A cancer cell that can efficiently throw PARPi out of the cell can become relatively resistant to this therapy. The p-glycoproteins (P-gp) also called multi-drug resistance proteins are involved in the efflux of PARPi (Figure 1, step A, arrow #11), because P-gp inhibitors prevent the decrease of PARPi in HCT116 colon cancer cells (Oplustilova et al., 2012) and re-sensitize PARPi-resistant BRCA-1 deficient cells to PARPi (Rottenberg et al., 2008). In the mouse mammary tumor models, PARPi was more effective when P-gp knockout condition was added to BRCA-1 deficient cells (Jaspers et al., 2012). The P-gp belong to ABC transporter family which is inhibited by ADP-ribose, a product of catalytic activity of PARP-1 (Dumitriu et al., 2004). Therefore, it is feasible that PARPi that would prevent formation of ADP-ribose can permit full activity of P-gp to eliminate PARPi from the cells. Nonetheless, more work is needed in this domain because the resistance to drug via upregulation of P-gp has not yet been shown in human tumoral tissues (Borst, 2012).

Conclusion

In cancer treatment with PARPi, the personalization of therapy is important because many factors can influence the efficiency of PARPi, such as HR and NHEJ status, PARP-1 levels or its activity and finally other factors that influence intracellular concentrations of PARPi.

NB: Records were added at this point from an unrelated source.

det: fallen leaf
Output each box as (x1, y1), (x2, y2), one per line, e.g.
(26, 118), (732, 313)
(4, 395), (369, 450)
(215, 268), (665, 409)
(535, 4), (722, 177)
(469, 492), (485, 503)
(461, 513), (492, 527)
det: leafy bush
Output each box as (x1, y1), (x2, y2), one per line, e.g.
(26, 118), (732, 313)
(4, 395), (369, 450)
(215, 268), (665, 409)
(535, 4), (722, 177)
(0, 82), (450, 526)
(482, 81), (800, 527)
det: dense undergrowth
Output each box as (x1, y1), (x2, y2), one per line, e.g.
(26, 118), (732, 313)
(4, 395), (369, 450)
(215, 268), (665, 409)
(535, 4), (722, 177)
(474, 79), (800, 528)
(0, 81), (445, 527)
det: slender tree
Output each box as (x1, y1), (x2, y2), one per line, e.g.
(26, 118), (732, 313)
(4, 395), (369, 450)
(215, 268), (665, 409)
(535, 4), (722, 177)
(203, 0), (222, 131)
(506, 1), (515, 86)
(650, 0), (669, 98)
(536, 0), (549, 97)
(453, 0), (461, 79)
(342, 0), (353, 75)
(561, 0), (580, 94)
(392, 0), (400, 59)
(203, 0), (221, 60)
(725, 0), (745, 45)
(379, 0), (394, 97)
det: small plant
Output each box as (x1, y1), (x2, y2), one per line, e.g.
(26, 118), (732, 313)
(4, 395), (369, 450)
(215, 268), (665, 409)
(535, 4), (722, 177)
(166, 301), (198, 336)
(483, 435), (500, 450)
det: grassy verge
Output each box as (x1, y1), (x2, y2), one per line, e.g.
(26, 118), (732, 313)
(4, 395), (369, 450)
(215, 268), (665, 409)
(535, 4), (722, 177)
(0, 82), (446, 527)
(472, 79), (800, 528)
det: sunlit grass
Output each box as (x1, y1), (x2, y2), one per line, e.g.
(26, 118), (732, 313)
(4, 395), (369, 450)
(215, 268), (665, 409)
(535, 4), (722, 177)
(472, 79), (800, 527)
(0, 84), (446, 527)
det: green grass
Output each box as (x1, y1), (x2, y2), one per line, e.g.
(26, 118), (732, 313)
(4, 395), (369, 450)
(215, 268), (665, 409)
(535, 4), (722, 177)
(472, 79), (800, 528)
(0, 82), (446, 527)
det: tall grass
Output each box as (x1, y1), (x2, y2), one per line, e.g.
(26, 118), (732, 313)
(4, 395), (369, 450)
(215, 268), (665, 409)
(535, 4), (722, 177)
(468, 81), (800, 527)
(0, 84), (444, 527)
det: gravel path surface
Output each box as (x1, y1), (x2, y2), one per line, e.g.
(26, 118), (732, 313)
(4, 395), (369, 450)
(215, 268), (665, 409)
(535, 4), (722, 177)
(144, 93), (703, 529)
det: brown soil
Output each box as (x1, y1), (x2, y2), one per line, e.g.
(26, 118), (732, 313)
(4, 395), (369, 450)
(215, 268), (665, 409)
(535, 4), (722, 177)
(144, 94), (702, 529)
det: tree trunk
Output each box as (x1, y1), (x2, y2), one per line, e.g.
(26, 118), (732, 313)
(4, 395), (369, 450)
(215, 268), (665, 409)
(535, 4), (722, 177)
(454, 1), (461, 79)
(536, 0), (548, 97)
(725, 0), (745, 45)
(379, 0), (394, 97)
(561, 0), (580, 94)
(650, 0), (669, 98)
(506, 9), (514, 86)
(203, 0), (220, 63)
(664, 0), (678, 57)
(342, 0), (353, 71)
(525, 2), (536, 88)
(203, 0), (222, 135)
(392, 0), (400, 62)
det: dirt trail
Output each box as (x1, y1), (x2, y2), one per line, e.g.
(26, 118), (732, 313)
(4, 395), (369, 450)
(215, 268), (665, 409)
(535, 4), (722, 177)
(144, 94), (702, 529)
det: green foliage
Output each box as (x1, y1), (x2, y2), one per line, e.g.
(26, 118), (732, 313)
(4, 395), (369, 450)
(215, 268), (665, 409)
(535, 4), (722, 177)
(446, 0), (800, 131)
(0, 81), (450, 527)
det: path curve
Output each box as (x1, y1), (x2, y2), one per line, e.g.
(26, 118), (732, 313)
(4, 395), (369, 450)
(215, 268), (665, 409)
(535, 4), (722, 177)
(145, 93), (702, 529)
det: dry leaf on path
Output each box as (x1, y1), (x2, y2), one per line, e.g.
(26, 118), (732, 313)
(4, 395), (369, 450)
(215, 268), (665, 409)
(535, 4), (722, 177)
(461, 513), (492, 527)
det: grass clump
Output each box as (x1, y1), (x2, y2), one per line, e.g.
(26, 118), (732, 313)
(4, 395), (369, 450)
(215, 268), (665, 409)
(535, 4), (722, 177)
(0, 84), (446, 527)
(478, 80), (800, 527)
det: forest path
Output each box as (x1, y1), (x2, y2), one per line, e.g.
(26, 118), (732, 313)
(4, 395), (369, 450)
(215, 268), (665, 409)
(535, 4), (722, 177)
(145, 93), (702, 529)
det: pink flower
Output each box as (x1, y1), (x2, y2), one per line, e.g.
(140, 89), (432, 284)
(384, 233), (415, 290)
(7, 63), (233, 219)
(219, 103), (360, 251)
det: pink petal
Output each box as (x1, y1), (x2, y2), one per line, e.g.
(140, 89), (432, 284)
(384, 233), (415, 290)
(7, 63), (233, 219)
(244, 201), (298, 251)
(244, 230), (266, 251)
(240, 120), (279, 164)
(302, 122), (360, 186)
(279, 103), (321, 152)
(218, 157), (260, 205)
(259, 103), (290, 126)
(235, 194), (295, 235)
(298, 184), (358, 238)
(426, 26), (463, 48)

Therefore, it would be necessary to assess the status of these controlling factors before beginning the treatment with PARPi (Lord and Ashworth, 2012; Ratner et al., 2012). A thorough understanding of different mechanisms for the resistance to PARPi will permit us to design better PARPi monotherapy as well as combination therapy, and will allow us to identify conditions that can re-sensitize tumor cells to PARPi; and thus treat cancer patients more efficiently.

Conflict of Interest Statement

The authors declare that the research was conducted in the absence of any commercial or financial relationship that could be construed as a potential conflict of interest.